Because cedar is such a soft wood, I recommend using a countersink bit for pre-drilling. A countersink bit drills a hole not only for the shaft of the screw, but it also drills an angled hole for the screw head. Using a countersink bit creates a clean finish for your project. You could also use a Kreg Jig to create pocket holes on the inside of your boxes so no screws are visible from the outside. These pocket holes can then be filled with wood plugs.

Step 4: Attach bottom box to legs of storage tower

Measure and mark the center of the bottom box, then measure away from the center 3/4” on either side. Line up the 36” one-by-two leg with these marks and secure to the bottom box with a couple 1 1/4” screws. Repeat on the other side of the same box with the other leg.

Step 5: Attach remaining boxes

Measure and mark the center on both sides of the remaining two boxes, then measure away from the center 3/4” on either side. This will mark where the leg should be positioned on the box.

Next, measure from the bottom of the legs up and mark at 12” and 24”. Position the bottom of the second box at 12” inches and secure in the same manner as the first box. Position the third box similarly at the 24” mark. Make sure you put two screws on either side of each box, otherwise they’ll swing back and forth like ferris wheel cars.

Step 6: Add handle to bathroom storage tower

Place your handle on top of the legs and secure with screws.

Step 7: Finish

Lastly, protect your shower tower with a water-protective stain or finish. If you’ve done any of the other cedar projects in this bathroom series, you know the drill: you can stain (or leave unstained) and seal the wood with an exterior polyurethane finish, apply an exterior deck stain (we like Penofin), or use teak oil. Again, exterior products tend to come in giant containers, so if you have something on hand you need to use up, this is a good opportunity.
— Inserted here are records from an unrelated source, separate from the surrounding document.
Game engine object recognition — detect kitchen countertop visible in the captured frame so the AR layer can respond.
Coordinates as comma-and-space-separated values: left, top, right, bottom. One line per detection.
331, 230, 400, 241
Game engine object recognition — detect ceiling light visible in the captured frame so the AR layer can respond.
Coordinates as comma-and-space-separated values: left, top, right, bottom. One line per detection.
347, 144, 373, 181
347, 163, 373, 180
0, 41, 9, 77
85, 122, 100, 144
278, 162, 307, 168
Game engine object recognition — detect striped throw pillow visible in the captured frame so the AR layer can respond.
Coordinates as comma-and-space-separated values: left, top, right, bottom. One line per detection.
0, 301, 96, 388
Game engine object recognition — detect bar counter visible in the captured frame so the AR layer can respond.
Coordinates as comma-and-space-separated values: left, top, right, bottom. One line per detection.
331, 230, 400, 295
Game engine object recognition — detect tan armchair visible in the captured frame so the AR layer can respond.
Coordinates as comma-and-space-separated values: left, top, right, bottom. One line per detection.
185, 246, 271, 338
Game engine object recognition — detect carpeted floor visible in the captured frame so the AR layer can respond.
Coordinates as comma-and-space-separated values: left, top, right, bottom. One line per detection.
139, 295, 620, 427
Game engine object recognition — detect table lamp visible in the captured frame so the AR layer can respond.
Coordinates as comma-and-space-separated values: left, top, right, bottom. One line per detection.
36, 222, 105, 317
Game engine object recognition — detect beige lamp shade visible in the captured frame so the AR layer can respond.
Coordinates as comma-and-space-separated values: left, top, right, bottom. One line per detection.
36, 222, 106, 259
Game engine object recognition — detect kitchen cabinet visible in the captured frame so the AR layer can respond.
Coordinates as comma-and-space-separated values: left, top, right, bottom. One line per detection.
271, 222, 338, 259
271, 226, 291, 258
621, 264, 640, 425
If you’re planning on using this shower tower near the shower (think wet, slippery shampoo bottles), consider using teak oil. It was designed for teak decks on ships, which means it was made for coming in contact with water. It’s somewhere between a stain and a finish and can be applied directly onto the wood as a finish or as maintenance—it’ll give already varnished surfaces a longer life. If you go with teak oil, apply it with a natural bristle brush or a lint-free cloth. Let sit 5-15 minutes, then sand with 400-grit wet/dry sand paper and wipe away any excess oil. Let dry.

You can add wheels to the bottom of your shower tower to make it mobile or add rubber bumpers to keep it from scratching the floor and to keep it dry.

With a little extra thought, you can upgrade some of your daily products that you choose to display in your shower tower for a more aesthetically appealing look. Using a glass jar for a bottle of vitamins (after you’ve memorized the daily dose), a vase for some cotton balls, or a tin for some of the less attractive items goes a long way to classing up your bathroom. And, in my opinion there’s nothing prettier than cedar and greenery. Have fun upgrading your bathroom with this DIY!